エヴァリーナは気が付けばどこへ向かうでもなく走りだしていた。
「ランヴァルド、エヴァリーナを追うのじゃ!」
「言われなくてもっ……」
ランヴァルドとヒメナの話合う声が聞こえたが、エヴァリーナは気にせず走った。
こんな風に全速で走ったのはいつぶりだろうと、どうでも良いことを考えてしまった。
別にエヴァリーナは何もしていないのだけれど、今心の中に浮かべているこの気持ちを、ランヴァルドに聞かれることはどうしても堪えられなかった。
ランヴァルドが政略結婚の婚約者以上の気持ちで自分を見てくれているのかもしれない……
自分がランヴァルドを愛おしいと思うと同じように、ランヴァルドもエヴァリーナの事を思ってくれているのかもしれない……
そうならば嬉しい……
そうならばどんなにいいか……
そうであってほしいと……
エヴァリーナは心から思っていた。
「エヴァ、危ないっ!」
気が付けば崖の近くまでエヴァリーナは走ってきていた。
ランヴァルドが後ろからエヴァリーナを抱きしめる。
ぎゅっと力強い腕に収められると、その事で胸が痛いほど鳴って居るのか、それとも走って逃げて来たから鳴って居るのか分からなくなった。

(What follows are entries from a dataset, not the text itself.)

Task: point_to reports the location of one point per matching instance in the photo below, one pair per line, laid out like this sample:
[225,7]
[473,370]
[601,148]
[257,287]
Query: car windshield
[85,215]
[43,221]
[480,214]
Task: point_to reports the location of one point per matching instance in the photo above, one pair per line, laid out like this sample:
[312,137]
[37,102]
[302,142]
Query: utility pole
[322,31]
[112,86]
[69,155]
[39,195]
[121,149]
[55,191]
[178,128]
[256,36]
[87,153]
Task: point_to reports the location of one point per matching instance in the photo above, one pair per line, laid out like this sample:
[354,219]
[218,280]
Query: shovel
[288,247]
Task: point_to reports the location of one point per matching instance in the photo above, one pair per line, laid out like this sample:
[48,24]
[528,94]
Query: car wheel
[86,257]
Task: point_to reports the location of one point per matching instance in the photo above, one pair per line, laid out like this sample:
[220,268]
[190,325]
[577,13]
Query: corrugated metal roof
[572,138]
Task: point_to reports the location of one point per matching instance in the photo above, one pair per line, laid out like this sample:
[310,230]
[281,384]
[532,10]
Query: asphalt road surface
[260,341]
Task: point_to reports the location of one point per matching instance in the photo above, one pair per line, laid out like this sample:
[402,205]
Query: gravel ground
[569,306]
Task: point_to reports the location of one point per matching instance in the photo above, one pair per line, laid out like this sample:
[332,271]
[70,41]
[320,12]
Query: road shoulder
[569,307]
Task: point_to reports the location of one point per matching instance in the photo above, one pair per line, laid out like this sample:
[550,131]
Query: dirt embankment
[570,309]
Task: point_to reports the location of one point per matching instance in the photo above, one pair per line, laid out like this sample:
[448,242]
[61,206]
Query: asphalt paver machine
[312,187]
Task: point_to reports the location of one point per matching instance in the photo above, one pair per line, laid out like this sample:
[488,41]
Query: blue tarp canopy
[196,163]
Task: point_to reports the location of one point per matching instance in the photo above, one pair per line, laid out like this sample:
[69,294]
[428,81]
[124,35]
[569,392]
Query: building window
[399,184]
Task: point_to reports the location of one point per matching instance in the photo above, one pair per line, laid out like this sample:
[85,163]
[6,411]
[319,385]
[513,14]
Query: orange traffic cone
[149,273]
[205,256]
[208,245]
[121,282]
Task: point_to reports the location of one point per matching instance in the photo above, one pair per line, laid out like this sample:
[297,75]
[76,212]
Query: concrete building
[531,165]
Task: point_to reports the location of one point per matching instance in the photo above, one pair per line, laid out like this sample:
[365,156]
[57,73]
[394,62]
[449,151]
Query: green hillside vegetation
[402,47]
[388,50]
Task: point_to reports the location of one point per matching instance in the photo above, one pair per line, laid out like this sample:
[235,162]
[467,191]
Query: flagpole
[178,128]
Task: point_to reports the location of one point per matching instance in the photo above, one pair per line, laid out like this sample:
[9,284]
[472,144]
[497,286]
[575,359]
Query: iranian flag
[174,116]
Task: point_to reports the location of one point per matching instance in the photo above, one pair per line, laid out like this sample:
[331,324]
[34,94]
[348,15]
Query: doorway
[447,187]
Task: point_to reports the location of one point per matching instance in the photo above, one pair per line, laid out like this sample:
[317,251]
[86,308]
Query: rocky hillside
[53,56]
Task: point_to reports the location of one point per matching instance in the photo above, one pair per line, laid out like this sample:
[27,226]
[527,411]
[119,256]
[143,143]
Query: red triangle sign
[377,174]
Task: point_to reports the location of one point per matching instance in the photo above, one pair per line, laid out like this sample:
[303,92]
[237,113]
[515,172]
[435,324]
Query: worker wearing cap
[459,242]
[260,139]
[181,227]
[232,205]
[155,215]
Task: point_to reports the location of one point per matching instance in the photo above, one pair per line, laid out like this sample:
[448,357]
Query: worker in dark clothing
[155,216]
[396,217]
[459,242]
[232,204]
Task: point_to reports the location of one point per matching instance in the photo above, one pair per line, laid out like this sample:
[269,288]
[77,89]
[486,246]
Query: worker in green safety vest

今何か考えればランヴァルドに全てが伝わってしまうだろう……
エヴァリーナは何も考えてはいけないと、自分に言い聞かせていた。
「マオ様お離しください……」
「いやだ……エヴァの事は絶対に離さない……」
「お願いです……そうでなければ……」
そうでなければ……
貴方を愛おしいと思うこの気持ちが伝わってしまう……
それに……
自分の欲深い望みまで貴方に聞こえてしまう……
ランヴァルドに愛されたいと思って居る事を、聞かれて欲しくはなかった。
「エヴァ、泣くな……大丈夫だ……何も心配いらない……」
「ダメです、ダメなんです……今の私はとて醜い……貴方の傍に居られるような者ではないのです……」
「エヴァ、頼むからこちらを向いてくれ……エヴァリーナ……」
ランヴァルドの優しい問いかけに、エヴァリーナはハッとして自分を取り戻した。
今更どう取り繕ってもランヴァルドにはエヴァリーナの心は聞こえてしまっているだろう。
ならば最後まできちんと向きあいたい。
ランヴァルドが自分をどう思っているのか……
婚約破棄されても仕方がないと覚悟を持って聞こうと思った。
「エヴァ、エヴァリーナ、不安にさせて済まなかった。ヒメナの言った通りだ。きちんと説明してから君に触れるべきだった……」
「……マオ様……?」
「まず、ヒメナが言って居た許嫁と言う話はずっと昔の事だ……それこそお互いに子供の頃の親同士が勝手に話していたものだ……」
そう言ったランヴァルドの腕に力がギュッと入る。
抱きしめられている筈のエヴァリーナだったが、何故かエヴァリーナの方がランヴァルドを抱きしめているかの様な不思議な気持ちになった。
ふとランヴァルドの顔を見上げれば、その表情はまるで泣き出しそうな子供の様だった。